During the summer of 1974, Sarbanes was chosen to introduce the first article of impeachment against Nixon by then-House Judiciary Committee Chairman Peter W. Rodino, a New Jersey Democrat. Sarbanes was not its primary author, but the proposed article was quickly dubbed the "Sarbanes substitute," and as the nation watched the unfolding constitutional drama, he became, for a time, an unlikely television star.
"He's a very good point man," a Rodino aide said of Sarbanes at the time. "He's bright; he's articulate; he handles himself well." Two years later, Sarbanes defeated Sen. J. Glenn Beall, a conservative Republican, to claim the office he now has held for more than two decades.
Rep. Henry J. Hyde, the Illinois Republican who is guiding the Clinton impeachment hearings as the panel's current chairman, has repeatedly invoked Rodino and the Watergate precedent in justifying his decisions.
But Sarbanes doesn't believe the two proceedings are very similar. Even as White House counsel Charles F. C. Ruff was making Clinton's case to the committee Wednesday, Republicans released draft articles of impeachment -- "after having given careful consideration to what he had to say, I take it," the senator said wryly.

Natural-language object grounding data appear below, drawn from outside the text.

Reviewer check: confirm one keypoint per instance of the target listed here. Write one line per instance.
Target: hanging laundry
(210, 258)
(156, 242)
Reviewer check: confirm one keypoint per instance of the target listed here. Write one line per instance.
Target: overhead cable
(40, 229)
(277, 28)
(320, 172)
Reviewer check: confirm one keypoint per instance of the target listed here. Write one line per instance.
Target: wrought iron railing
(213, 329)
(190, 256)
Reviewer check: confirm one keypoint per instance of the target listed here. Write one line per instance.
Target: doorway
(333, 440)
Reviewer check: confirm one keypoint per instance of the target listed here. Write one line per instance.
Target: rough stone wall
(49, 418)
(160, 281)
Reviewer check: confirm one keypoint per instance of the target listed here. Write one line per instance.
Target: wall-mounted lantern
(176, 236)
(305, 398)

Sarbanes also criticized the decision by Hyde's committee to release documents filed by independent counsel Kenneth W. Starr with explicit descriptions of sexual encounters between Clinton and Monica Lewinsky. And he questioned the open-mindedness of committee Republicans who made strong assertions at the outset of the hearings that Clinton's efforts to cover up his relationship with Lewinsky constituted impeachable offenses.
Democrats offered equally early opinions that Clinton's acts were not impeachable.

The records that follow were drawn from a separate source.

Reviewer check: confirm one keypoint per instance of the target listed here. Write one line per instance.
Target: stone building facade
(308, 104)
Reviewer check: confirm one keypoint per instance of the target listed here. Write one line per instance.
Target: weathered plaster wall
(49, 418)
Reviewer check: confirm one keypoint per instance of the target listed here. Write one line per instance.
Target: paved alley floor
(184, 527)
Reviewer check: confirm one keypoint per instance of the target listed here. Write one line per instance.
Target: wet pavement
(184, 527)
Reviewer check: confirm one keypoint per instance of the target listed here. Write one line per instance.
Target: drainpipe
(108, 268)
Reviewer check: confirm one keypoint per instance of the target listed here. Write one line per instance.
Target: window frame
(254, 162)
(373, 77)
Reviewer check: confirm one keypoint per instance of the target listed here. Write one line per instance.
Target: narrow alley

Such statements show the partisan nature of the proceedings, Sarbanes said.
"That's not the type of process one ought to try to follow, and we certainly did it differently 24 years ago," Sarbanes said. "We bent over backward to try to be fair to the Republican minority in the Congress and also to the president."
The Watergate hearings relied on investigations by special prosecutors Archibald Cox and Leon Jaworski, but involved months of additional hearings and the testimony of witnesses from the Nixon White House and the president's 1972 campaign committee.
Hyde's committee merely passed along the allegations presented in Starr's report, Sarbanes said.
"We didn't take something that had been predigested and simply digest it as though [the offenses it alleges] had been committed," Sarbanes said.
Sarbanes has always advocated the power of government to do good. During the Nixon crisis, Sarbanes argued that public officials must guard their integrity in order to command the respect of the citizens they serve.
"It seems to me that we have been dealing with fundamental abuses of the constitutional system," Sarbanes told The Sun in an August 1974 interview after he voted with the committee majority to send articles of impeachment to the House floor. "I guess one thing that will come out of all this is to establish -- re-establish -- standards in terms of the conduct of the office that will continue and will prevail.
"That requires the kind of scrutiny and examination we are going through," Sarbanes said then.
Within two days, Nixon resigned, short-circuiting a process that would likely have led to impeachment by the House, and his conviction and removal by the Senate.
Yesterday, Sarbanes sounded a cautious note about the process the nation faces, a process that might go further in Congress than it was allowed to in Watergate.
By impeaching and convicting a president, Sarbanes said, the Congress overturns the judgment of the country about who should be president.
"The Constitution provides for that, of course," Sarbanes said. "But it's certainly not an ordinary thing. And it shouldn't be done in an ordinary way."